Adele represents something truly unique within the realm of female singer-songwriters. Her vocal ability is unparalleled and the staying power of the music she creates is unmatched. For every album of hers that rests in its place within contemporary music history, many more Katy Perry and Lily Allen albums will fall by the wayside and into the depths with their disposable companions.

Adele’s latest album, 21, opens with the single “Rolling In The Deep,” a powerful song about lost love and heartbreak that serves as both a fitting introduction to Adele’s vocal talents for new listeners and a brilliant reminder for old fans.

21 continues with inspiring and deep piano and guitar accompaniments with heavy, piercing backbeats, all complementing Adele’s incredible voice. Another gem on the record comes later with the acoustic guitar-lit cover of The Cure’s “Love Song.” The song is a shift from the slightly catchier, more rhythmically charged songs that precede it on the album. The more mellow effort adds a level of depth and diversity to 21 that contrasts nicely with the energetic recordings earlier on the album such as “Rumor Has It,” giving 21 a sense of completeness.
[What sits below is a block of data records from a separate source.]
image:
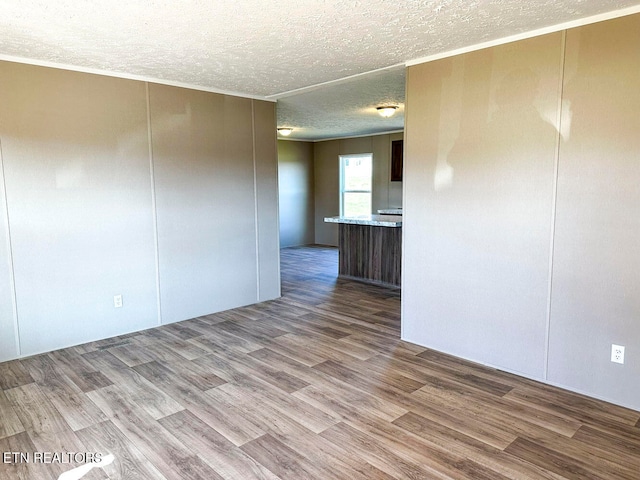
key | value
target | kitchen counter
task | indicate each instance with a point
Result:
(370, 220)
(370, 248)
Stylistically, Adele doesn’t take many risks nor does she move away from the general paradigm she adhered to in her previous album 19 — creating deep, soulful blues songs. While something new is always appreciated, Adele is wise to stick to what she knows and what she’s good at. It is within this medium that her art excels and she is able to do something many aspire to but fail at: Create a legitimate pop record centered around love and heartbreak. Adele connects to the listener, making them feel her pain as she reflects on loves lost, wailing lyrics such as, ”We could have had it all,” and “Tears are gonna fall,” rolling in between introspective thoughts of a relationship destroyed. Adele invites the listener to gaze at her vulnerabilities, in turn revealing their own. In this sense, 21 fosters a connection between the artist and her audience — the mark of a great album.